Studies have shown that horses in training at a younger age prior to skeletal maturity is vital to the development of soundness and strength. Horses’ skeletons respond to stresses by strengthening and without intense work, the bones won’t develop the proper strength. In fact, horses that are raced at two years old make approximately 25% more starts on average that a horse that was unraced at two. In other words, the more starts a horse has at the age of two the longer their career spans on the track.

While I am not a vet or claim to be, Dr. Dean Richardson is. He is professor of surgery and chief of large animal surgery at the University of Pennsylvania’s New Bolton Center in Pennsylvania. He states that, “Thoroughbreds mature faster than many other horse breeds.” “The 2-year-old colt or filly in training and racing can be likened to an 18-year-old human athlete. And then there are the precocious ones, the equine equivalents of LeBron James, whose physiologic age far exceeds his chronological age.” Dr. Richardson goes on further to say that, “Proper training and conditioning in young thoroughbreds prepares them better for what they are being asked to do: genuinely hard work.”

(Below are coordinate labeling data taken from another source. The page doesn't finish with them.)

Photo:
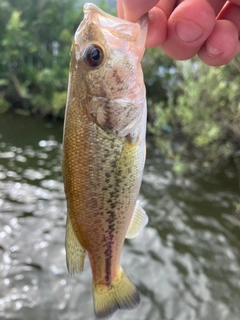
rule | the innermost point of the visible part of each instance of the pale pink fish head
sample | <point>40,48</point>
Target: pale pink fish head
<point>121,45</point>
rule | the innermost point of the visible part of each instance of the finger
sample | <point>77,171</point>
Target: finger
<point>157,28</point>
<point>188,28</point>
<point>133,10</point>
<point>217,5</point>
<point>222,44</point>
<point>231,12</point>
<point>235,1</point>
<point>166,6</point>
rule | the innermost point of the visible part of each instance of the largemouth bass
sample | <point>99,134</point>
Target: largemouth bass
<point>104,152</point>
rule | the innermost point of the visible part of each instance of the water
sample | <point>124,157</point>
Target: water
<point>186,262</point>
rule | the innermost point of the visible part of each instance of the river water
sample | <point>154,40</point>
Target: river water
<point>186,262</point>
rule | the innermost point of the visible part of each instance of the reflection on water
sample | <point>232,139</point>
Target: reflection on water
<point>186,262</point>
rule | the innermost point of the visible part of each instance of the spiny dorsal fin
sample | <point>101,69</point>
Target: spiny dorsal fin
<point>74,251</point>
<point>138,222</point>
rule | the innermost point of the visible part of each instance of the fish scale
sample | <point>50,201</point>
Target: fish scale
<point>104,153</point>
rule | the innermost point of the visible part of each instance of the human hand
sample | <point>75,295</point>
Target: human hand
<point>184,28</point>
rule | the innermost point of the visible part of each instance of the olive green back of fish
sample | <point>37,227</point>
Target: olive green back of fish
<point>104,154</point>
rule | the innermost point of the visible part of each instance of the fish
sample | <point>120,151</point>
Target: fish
<point>104,153</point>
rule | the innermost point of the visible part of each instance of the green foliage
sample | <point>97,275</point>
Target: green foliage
<point>35,43</point>
<point>203,113</point>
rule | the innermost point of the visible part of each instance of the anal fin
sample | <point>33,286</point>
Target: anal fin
<point>75,252</point>
<point>138,222</point>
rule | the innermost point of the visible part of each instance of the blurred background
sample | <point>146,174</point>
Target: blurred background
<point>186,262</point>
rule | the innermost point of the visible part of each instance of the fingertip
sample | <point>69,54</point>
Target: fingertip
<point>157,28</point>
<point>120,9</point>
<point>222,45</point>
<point>188,28</point>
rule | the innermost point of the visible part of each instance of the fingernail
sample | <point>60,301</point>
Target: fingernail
<point>212,50</point>
<point>188,31</point>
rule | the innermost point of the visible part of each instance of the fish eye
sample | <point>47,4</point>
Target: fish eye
<point>93,55</point>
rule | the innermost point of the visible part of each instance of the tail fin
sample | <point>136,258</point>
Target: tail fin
<point>121,294</point>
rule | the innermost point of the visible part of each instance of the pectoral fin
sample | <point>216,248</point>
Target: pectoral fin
<point>74,251</point>
<point>138,222</point>
<point>115,116</point>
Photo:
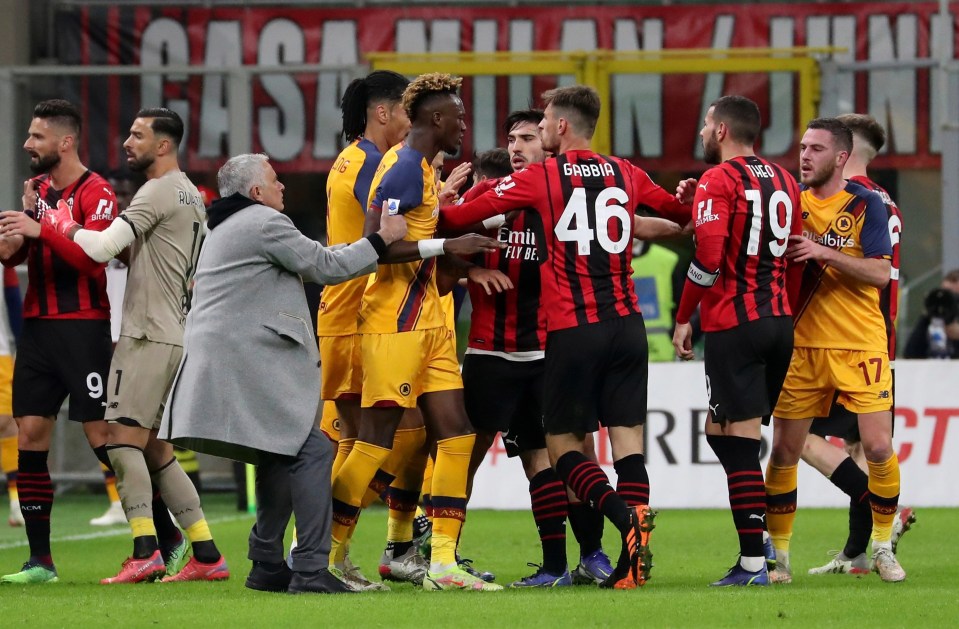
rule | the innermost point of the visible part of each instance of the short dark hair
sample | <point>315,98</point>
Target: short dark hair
<point>741,117</point>
<point>60,112</point>
<point>865,127</point>
<point>378,86</point>
<point>534,116</point>
<point>581,104</point>
<point>424,87</point>
<point>492,164</point>
<point>165,122</point>
<point>840,132</point>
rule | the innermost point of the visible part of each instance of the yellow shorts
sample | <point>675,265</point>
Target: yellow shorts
<point>330,421</point>
<point>6,385</point>
<point>397,368</point>
<point>341,373</point>
<point>862,379</point>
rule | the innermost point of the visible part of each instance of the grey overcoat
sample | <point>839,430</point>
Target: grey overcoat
<point>249,379</point>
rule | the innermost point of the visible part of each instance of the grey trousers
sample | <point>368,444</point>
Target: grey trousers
<point>298,485</point>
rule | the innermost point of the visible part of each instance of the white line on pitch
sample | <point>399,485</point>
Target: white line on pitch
<point>109,533</point>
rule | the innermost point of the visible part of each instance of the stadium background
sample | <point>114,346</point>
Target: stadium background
<point>216,63</point>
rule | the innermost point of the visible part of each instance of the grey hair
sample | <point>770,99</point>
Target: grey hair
<point>240,173</point>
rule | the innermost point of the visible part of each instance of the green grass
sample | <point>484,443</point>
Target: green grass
<point>691,549</point>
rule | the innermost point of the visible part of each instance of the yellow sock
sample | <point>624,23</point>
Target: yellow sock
<point>199,531</point>
<point>110,483</point>
<point>403,495</point>
<point>9,456</point>
<point>142,526</point>
<point>448,493</point>
<point>781,485</point>
<point>883,496</point>
<point>351,484</point>
<point>343,449</point>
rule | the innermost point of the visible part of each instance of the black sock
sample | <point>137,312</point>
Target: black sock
<point>36,502</point>
<point>206,552</point>
<point>747,490</point>
<point>855,483</point>
<point>548,498</point>
<point>144,546</point>
<point>591,485</point>
<point>167,532</point>
<point>103,457</point>
<point>632,480</point>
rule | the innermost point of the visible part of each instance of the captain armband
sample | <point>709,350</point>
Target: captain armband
<point>698,275</point>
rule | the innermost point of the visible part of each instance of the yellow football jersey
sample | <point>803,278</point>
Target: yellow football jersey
<point>347,192</point>
<point>837,311</point>
<point>403,297</point>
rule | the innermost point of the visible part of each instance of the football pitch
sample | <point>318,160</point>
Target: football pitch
<point>691,549</point>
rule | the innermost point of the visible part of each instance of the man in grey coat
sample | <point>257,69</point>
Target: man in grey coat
<point>248,384</point>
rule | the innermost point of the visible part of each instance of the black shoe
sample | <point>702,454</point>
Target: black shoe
<point>269,577</point>
<point>321,582</point>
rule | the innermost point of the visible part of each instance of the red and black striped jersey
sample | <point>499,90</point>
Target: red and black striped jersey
<point>514,320</point>
<point>888,296</point>
<point>63,282</point>
<point>745,210</point>
<point>586,202</point>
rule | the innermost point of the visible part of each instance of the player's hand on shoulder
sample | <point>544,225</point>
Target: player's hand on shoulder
<point>392,228</point>
<point>468,244</point>
<point>489,279</point>
<point>29,197</point>
<point>18,224</point>
<point>60,218</point>
<point>686,190</point>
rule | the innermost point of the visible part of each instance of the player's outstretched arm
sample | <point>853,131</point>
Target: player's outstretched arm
<point>872,271</point>
<point>98,245</point>
<point>655,228</point>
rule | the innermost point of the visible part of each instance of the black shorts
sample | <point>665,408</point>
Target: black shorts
<point>840,423</point>
<point>596,373</point>
<point>506,396</point>
<point>61,357</point>
<point>746,367</point>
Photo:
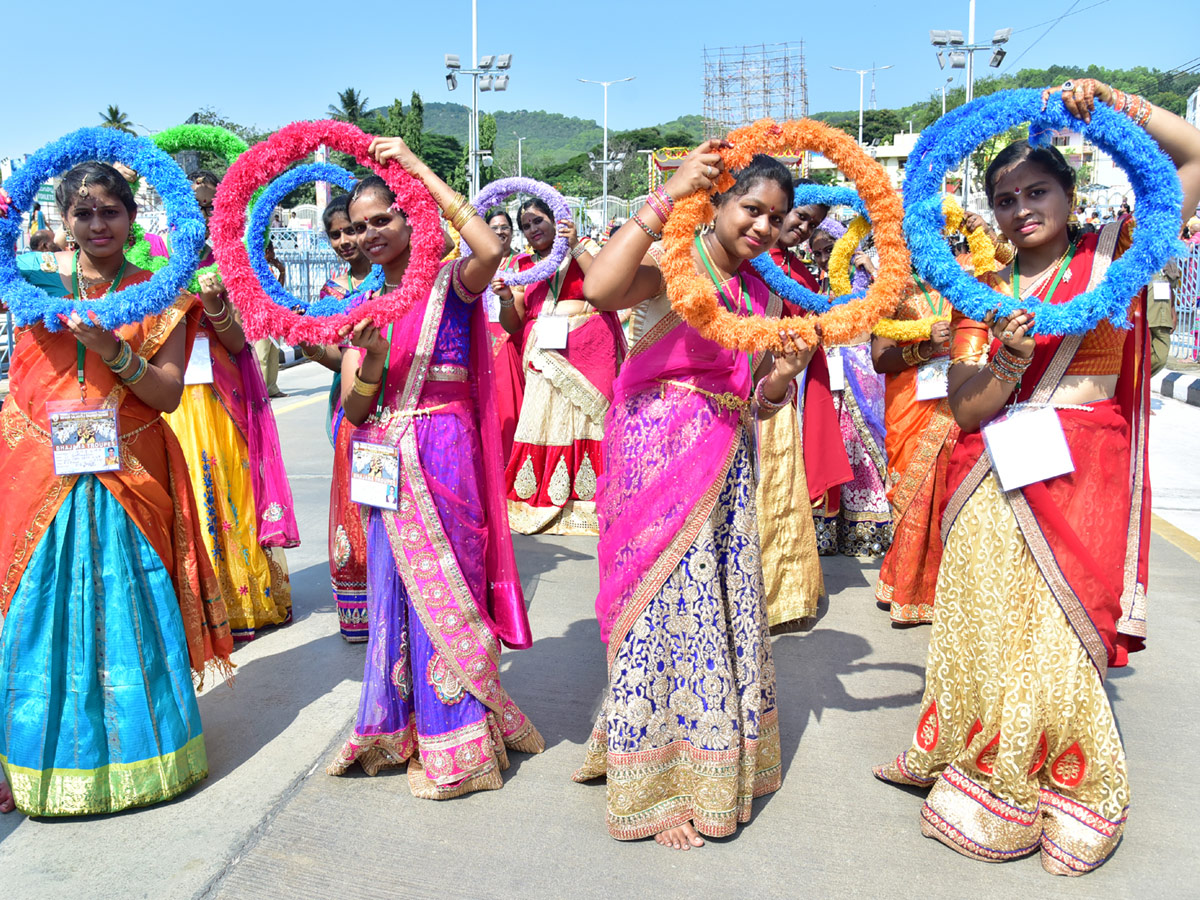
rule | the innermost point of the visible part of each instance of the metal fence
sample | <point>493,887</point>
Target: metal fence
<point>1186,337</point>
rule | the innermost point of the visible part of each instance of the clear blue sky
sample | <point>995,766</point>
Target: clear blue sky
<point>269,64</point>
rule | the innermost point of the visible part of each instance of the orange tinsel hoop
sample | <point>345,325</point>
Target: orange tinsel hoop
<point>695,299</point>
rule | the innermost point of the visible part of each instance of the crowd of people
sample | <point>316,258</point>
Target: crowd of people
<point>585,405</point>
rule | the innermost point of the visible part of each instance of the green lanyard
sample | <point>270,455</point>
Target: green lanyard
<point>387,365</point>
<point>720,291</point>
<point>1057,277</point>
<point>76,294</point>
<point>941,300</point>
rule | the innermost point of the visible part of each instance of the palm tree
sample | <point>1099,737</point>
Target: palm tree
<point>352,107</point>
<point>115,119</point>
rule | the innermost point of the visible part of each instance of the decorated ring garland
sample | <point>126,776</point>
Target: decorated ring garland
<point>261,222</point>
<point>778,280</point>
<point>843,255</point>
<point>983,261</point>
<point>694,297</point>
<point>1152,175</point>
<point>502,190</point>
<point>205,138</point>
<point>270,159</point>
<point>30,304</point>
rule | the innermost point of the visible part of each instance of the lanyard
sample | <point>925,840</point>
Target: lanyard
<point>76,294</point>
<point>1057,277</point>
<point>941,300</point>
<point>387,365</point>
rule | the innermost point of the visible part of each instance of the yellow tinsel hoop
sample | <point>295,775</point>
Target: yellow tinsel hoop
<point>841,255</point>
<point>906,330</point>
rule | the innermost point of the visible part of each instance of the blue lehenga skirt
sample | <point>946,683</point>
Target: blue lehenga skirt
<point>95,684</point>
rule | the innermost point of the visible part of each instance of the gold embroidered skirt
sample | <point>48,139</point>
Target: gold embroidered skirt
<point>1015,737</point>
<point>689,727</point>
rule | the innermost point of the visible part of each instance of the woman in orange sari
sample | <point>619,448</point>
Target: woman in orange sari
<point>919,436</point>
<point>109,601</point>
<point>1042,588</point>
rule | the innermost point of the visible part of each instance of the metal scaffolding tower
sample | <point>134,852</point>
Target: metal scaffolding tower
<point>754,82</point>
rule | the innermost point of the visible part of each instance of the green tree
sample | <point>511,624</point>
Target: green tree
<point>414,126</point>
<point>444,155</point>
<point>113,118</point>
<point>352,107</point>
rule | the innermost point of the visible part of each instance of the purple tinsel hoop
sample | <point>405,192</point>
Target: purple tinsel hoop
<point>504,189</point>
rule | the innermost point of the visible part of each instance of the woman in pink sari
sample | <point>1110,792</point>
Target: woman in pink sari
<point>688,735</point>
<point>569,358</point>
<point>442,582</point>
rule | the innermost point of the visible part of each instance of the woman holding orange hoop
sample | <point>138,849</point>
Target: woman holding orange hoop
<point>688,736</point>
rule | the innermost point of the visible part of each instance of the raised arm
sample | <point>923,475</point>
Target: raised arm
<point>485,245</point>
<point>619,276</point>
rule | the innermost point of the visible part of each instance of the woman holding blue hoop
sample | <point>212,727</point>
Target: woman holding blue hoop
<point>111,603</point>
<point>229,438</point>
<point>1042,587</point>
<point>569,358</point>
<point>443,589</point>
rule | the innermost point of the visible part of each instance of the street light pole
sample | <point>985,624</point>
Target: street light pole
<point>520,142</point>
<point>604,161</point>
<point>862,73</point>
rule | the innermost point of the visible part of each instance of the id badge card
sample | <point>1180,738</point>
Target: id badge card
<point>84,437</point>
<point>552,333</point>
<point>934,379</point>
<point>199,364</point>
<point>837,369</point>
<point>375,473</point>
<point>1026,447</point>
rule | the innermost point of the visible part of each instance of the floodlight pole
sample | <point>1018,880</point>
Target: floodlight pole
<point>604,161</point>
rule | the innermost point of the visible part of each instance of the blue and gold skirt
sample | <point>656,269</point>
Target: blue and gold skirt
<point>95,685</point>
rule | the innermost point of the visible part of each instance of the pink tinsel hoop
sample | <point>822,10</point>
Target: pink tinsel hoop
<point>268,160</point>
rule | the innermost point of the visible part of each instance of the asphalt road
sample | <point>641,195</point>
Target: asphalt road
<point>270,823</point>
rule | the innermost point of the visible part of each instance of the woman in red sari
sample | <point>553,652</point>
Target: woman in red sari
<point>108,597</point>
<point>1041,588</point>
<point>568,373</point>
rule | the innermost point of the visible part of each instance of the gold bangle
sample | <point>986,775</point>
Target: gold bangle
<point>365,389</point>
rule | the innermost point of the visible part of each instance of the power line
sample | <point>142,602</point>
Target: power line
<point>1048,22</point>
<point>1053,23</point>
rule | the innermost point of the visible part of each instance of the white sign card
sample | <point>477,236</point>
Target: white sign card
<point>934,379</point>
<point>552,333</point>
<point>375,474</point>
<point>1027,445</point>
<point>199,364</point>
<point>84,437</point>
<point>837,369</point>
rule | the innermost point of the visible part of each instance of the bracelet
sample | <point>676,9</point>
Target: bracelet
<point>121,360</point>
<point>1006,367</point>
<point>911,354</point>
<point>365,389</point>
<point>138,373</point>
<point>761,396</point>
<point>637,220</point>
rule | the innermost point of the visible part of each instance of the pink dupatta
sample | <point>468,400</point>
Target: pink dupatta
<point>423,552</point>
<point>669,450</point>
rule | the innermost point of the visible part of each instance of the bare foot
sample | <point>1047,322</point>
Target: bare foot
<point>6,804</point>
<point>681,838</point>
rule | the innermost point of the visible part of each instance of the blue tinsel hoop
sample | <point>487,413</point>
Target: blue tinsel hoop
<point>30,304</point>
<point>941,147</point>
<point>259,221</point>
<point>779,281</point>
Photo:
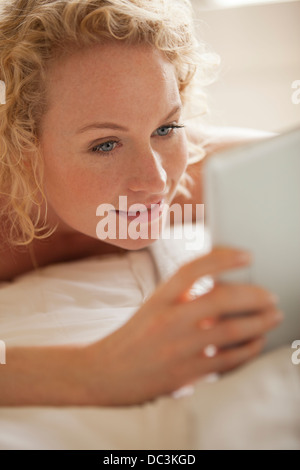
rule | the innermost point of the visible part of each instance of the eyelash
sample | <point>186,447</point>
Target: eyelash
<point>172,127</point>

Hips don’t lie (Shakira Shakira!) and neither do numbers. I am not alone in my thinking that racing as a two year old is in the best interest of the horse if it is to have a long and healthy career on the track. With the proper care and training regiment, we should expect to continue to see less fatal breakdowns in the sport as evidenced by the downward trend over the previous years, with two year olds leading the charge.